Sen. John Kerry (D-Mass.) plans to introduce an amendment on the Senate floor that ensures that foreign investors are not afforded greater legal rights to sue than the U.S. Constitution affords domestic investors. We'll keep Takings Watch readers posted on further developments.


Tahoe Oral Argument Transcript

A transcript of the Jan. 7 U.S. Supreme Court oral argument in the Tahoe moratorium case is available on CRC's web site at This transcript identifies the name of the Justice asking each question, which makes it a more interesting and illuminating read than the transcript provided by most other sources.


Remembering Peter Milius

Those who oppose outlandish reinterpretations of takings doctrine lost an ally on January 10 with the sudden death of Peter Milius at the age of 64. Peter was an editor and editorial writer at the Washington Post. Although Washington Post editorials are unsigned, many in the takings community know that it was Peter who crafted the Post's first critiques of federal takings bills.

As early as February 1995, Peter sounded the alarm on the compensation bills that flowed from the Contract with America. In a 1997 editorial entitled "Son of Takings," Peter took on the National Association of Home Builders' takings/ripeness bill, noting the hypocrisy among politicians who proclaimed themselves to be federalists and yet supported the bill's unprecedented shift of control over land-use issues from local officials to federal courts.

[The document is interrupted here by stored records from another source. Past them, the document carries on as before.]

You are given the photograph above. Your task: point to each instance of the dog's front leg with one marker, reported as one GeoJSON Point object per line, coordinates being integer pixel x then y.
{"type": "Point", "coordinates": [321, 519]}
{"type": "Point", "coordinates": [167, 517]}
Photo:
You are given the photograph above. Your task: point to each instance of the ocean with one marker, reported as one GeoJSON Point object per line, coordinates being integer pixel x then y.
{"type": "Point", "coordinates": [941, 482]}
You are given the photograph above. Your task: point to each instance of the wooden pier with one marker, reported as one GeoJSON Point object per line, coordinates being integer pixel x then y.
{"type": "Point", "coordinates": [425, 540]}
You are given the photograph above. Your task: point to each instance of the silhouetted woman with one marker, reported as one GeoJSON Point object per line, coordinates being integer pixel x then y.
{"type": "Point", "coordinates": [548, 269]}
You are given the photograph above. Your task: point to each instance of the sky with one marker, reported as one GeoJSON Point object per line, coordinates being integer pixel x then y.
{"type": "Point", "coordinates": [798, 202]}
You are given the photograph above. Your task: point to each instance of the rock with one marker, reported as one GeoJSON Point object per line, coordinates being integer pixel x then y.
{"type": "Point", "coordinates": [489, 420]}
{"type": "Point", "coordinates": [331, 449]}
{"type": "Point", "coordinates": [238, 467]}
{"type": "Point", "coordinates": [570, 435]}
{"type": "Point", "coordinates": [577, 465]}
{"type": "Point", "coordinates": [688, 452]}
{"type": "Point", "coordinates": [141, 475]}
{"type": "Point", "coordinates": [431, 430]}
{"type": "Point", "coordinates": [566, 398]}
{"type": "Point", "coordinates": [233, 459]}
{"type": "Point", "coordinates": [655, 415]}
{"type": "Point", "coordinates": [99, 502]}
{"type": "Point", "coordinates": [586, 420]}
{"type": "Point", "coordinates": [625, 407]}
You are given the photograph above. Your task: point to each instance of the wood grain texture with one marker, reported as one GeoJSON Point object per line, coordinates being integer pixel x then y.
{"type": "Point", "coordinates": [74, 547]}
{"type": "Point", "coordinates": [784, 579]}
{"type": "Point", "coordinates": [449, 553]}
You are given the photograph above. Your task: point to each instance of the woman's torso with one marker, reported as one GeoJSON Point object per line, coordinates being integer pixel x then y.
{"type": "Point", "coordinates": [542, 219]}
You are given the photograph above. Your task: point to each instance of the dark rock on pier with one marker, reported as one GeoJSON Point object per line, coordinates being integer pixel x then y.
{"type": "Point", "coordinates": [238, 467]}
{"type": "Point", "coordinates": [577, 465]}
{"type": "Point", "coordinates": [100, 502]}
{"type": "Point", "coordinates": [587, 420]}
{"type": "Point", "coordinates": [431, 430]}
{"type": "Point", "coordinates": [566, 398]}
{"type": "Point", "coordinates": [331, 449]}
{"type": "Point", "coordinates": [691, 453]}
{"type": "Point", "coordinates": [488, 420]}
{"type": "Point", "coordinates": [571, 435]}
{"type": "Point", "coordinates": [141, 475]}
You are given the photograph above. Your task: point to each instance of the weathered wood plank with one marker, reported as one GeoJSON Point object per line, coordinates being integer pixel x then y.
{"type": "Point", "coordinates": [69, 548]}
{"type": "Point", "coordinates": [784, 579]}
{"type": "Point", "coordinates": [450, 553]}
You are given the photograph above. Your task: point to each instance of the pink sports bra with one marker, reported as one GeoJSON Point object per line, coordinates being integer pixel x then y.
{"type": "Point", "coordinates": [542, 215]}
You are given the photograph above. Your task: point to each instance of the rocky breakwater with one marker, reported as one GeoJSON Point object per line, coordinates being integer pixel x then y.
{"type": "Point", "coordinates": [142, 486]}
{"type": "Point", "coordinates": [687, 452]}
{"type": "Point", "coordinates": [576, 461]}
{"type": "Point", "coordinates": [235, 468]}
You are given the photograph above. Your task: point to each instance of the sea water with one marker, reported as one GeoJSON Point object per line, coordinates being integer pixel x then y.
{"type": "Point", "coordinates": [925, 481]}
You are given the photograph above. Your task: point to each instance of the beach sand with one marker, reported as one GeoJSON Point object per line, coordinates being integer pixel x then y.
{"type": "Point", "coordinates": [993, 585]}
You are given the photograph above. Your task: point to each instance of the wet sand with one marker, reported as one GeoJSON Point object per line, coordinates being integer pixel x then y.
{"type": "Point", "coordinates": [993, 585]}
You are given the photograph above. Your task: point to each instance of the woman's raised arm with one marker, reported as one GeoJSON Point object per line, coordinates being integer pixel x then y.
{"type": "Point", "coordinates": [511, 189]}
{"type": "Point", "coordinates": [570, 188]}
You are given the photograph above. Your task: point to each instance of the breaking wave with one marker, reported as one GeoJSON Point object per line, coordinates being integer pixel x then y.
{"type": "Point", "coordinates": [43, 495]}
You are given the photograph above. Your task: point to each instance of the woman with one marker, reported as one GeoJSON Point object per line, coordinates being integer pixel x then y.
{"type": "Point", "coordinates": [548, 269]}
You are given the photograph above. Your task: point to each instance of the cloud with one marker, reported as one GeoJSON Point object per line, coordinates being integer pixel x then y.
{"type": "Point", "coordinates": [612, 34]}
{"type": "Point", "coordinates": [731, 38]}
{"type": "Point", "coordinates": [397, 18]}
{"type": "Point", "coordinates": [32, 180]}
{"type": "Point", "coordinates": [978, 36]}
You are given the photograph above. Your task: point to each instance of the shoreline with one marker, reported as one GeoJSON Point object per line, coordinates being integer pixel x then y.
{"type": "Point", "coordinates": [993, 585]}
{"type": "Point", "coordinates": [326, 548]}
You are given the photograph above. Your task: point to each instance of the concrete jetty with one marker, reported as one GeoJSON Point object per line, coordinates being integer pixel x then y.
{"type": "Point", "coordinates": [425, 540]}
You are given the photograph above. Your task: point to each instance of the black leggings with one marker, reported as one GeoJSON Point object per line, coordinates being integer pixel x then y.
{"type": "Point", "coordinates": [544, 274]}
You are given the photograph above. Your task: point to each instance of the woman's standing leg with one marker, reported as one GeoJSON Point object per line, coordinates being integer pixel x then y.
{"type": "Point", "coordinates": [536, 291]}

Takings was, of course, only a tiny sliver of Peter's bailiwick. He was perhaps best known for his editorials on welfare reform, for which he was nominated as one of three finalists for a Pulitzer Prize. But his approach to takings characterized the entirety of his work. He rendered complex policy debates into plain English arguments; he insisted on reading the actual bill language, not just the talking points; he brought a meticulous eye to the nooks and crannies of legislation to determine how it would affect the lives of ordinary people; and he recognized the need to balance competing concerns.

Indeed, balance was the hallmark of his thinking and writing. He viewed takings jurispru-dence as a balanced effort to consider all relevant factors -- an approach he described as "muddy" but "usefully so" -- and he therefore bristled at proposed compensation schemes that considered only lost profits at the expense of the public good.

His colleagues at the Post remember not only his tremendous talent, but also his unfailing generosity and self-deprecating sense of humor, all-too-rare characteristics for a person of influence in our nation's capital. Peter's voice will be greatly missed.